ONE of the great joys of walking at night in the mountains is the feeling of solitude.
You are totally alone with your thoughts, no one around to disturb you as the cares of the day are massaged away.
Not that I don’t enjoy having company. Meeting like-minded souls on the hills and engaging in casual conversation is great and all part of the day.
But there’s always one to spoil the party. Like the chap I met during a recent solo jaunt round the central Cairngorms peaks.
I had arrived over the shoulder of Braeriach, climbed The Angel’s Peak and was sitting at the top of Cairn Toul having a bite of lunch when I heard voices from below. Well, just one voice actually.
Four guys were on their way up the ridge but one was talking incessantly, his voice cutting through the air of peace at the top of the mountain. The other three looked relieved when they crested the ridge and spotted me as their pal switched targets without taking a breath.
First, it was a brief resume of his photographic skills as a prelude to asking if I would like him to take my picture.
“You won’t get a better one,” he said modestly.
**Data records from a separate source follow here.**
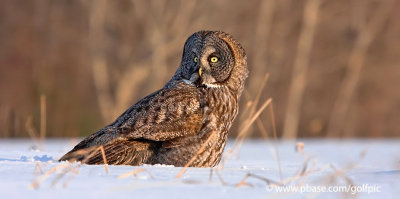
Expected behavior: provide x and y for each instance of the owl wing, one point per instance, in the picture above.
(168, 114)
(161, 119)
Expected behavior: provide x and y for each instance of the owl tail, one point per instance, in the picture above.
(126, 152)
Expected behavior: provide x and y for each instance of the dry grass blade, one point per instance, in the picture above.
(43, 118)
(203, 146)
(134, 172)
(250, 175)
(103, 155)
(272, 115)
(300, 68)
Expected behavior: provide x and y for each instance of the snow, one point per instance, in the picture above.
(372, 165)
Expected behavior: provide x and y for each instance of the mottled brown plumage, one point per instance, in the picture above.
(195, 108)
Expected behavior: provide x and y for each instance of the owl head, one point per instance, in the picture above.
(213, 59)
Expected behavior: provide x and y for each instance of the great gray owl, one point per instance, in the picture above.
(170, 126)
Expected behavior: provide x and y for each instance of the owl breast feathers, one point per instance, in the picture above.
(185, 123)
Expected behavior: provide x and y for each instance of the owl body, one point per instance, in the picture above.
(193, 111)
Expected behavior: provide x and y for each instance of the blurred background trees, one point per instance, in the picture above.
(334, 66)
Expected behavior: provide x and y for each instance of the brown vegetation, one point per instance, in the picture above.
(68, 68)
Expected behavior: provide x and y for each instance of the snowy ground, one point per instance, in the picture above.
(369, 165)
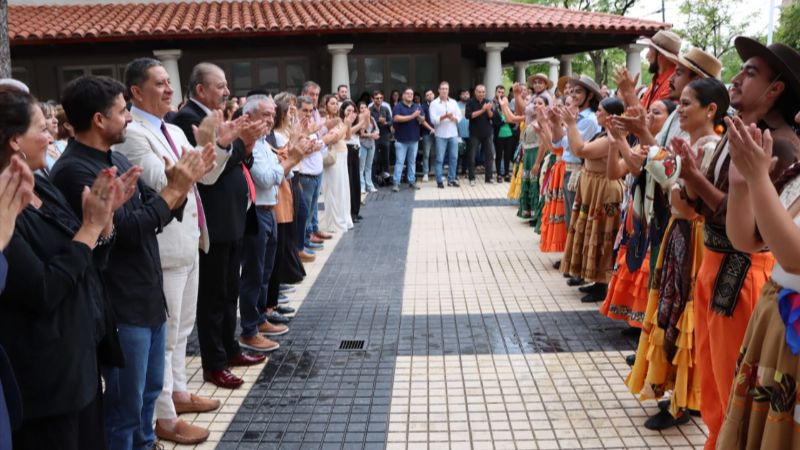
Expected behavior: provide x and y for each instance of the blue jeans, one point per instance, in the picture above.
(405, 152)
(258, 259)
(449, 147)
(365, 156)
(427, 142)
(311, 185)
(131, 391)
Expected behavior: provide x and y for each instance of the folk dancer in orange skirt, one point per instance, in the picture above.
(729, 279)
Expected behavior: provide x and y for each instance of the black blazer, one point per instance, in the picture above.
(53, 311)
(225, 202)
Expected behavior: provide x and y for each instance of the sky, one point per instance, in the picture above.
(647, 9)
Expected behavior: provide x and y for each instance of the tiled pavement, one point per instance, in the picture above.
(471, 341)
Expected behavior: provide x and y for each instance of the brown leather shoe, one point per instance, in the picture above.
(184, 433)
(222, 378)
(258, 343)
(196, 404)
(247, 360)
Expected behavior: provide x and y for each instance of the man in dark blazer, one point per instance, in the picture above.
(226, 208)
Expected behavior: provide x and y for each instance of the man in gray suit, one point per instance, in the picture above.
(151, 143)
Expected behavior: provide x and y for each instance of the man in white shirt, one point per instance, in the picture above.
(150, 141)
(445, 114)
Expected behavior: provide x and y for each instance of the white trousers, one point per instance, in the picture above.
(180, 289)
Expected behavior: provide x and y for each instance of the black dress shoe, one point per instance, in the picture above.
(592, 288)
(592, 298)
(631, 332)
(284, 309)
(277, 318)
(576, 281)
(664, 420)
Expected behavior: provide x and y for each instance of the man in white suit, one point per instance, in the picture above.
(150, 143)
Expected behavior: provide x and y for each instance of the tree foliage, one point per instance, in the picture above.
(789, 26)
(712, 24)
(599, 63)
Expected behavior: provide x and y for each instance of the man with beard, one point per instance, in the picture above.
(765, 92)
(133, 276)
(664, 48)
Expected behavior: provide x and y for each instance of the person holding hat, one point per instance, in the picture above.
(765, 93)
(664, 47)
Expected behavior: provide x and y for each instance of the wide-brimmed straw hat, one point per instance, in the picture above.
(699, 62)
(588, 84)
(665, 42)
(784, 60)
(561, 85)
(540, 76)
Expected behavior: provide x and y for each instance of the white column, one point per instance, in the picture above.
(340, 74)
(566, 65)
(519, 71)
(169, 58)
(553, 75)
(494, 66)
(633, 58)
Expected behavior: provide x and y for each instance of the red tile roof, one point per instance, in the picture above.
(188, 19)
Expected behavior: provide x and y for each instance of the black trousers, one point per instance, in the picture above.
(353, 166)
(487, 148)
(381, 163)
(504, 149)
(218, 295)
(78, 430)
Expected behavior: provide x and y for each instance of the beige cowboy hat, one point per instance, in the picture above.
(540, 76)
(665, 42)
(699, 62)
(784, 60)
(588, 84)
(561, 85)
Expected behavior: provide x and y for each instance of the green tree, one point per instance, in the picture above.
(712, 24)
(789, 26)
(600, 62)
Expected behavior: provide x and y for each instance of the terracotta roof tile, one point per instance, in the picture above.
(105, 22)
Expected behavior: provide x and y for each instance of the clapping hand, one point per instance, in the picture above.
(16, 192)
(633, 120)
(750, 149)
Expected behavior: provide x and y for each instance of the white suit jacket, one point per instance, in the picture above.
(146, 146)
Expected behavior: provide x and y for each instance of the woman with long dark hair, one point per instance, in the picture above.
(55, 322)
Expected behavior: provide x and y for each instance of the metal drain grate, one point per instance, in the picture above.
(351, 345)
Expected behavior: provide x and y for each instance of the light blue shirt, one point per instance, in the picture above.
(587, 127)
(267, 173)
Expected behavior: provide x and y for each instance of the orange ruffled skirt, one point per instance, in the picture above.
(652, 375)
(554, 226)
(627, 292)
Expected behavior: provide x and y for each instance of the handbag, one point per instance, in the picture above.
(329, 159)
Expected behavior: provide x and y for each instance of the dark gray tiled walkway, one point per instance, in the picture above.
(471, 342)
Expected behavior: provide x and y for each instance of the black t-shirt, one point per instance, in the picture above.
(481, 126)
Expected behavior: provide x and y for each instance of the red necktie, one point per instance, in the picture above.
(201, 216)
(250, 186)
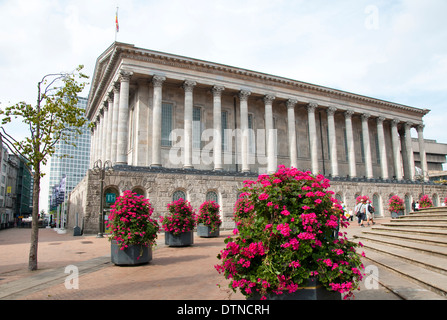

I thanked him but politely declined. I only wanted to have my lunch in peace.
But seconds later it was: “You doing the Munros then? How many is that now?”
I started to tell him that this was number 164 but before I was able to finish my sentence he jumped in. “Ach well, you’ll get there one day. Just have to keep plugging away.”
“Well, this actually is my third time round,” I finally managed to finish.
If it wasn’t the answer he was expecting he hid it well then ploughed on.
“You’ll need to move on to the Corbetts then.”
“I completed them a few years ago.”
This did actually seem to stun him momentarily. His attempts to land a one-upmanship punch were failing and his mates’ sniggering dissipated as he turned his verbal guns back on them. I decided to mumble a quick goodbye and move on while the vocal predator was temporarily distracted.
But a couple of hours later as I came back round over the summit of Braeriach, I could hear a familiar machine-gun voice in the distance.
By the time I reached them he was extolling the virtues of certain types of sandwich fillings to his mates. They looked beaten men, desperate for any kind of respite, ready to snap.
I don’t think he was taking into account that he was standing at the top of the one of biggest cliff faces in Scotland, just one short shove from permanent silence.
I had planned a five-minute break here before heading north down the ridge into the forest but I feared we were about to move into Father Ted territory: next he would be asking everyone to name their favourite humming sound.
I had to move. My notice of farewell was greeted with a desperate look in the eyes of his companions: Don’t leave us alone with him. Please.
Sorry lads, it was every man for himself, and I was off down the ridge at a rate of knots. Even then, half a mile away, I imagined I could still hear him speaking.
The need for solitude had disappeared. Survival of the ears was all that mattered.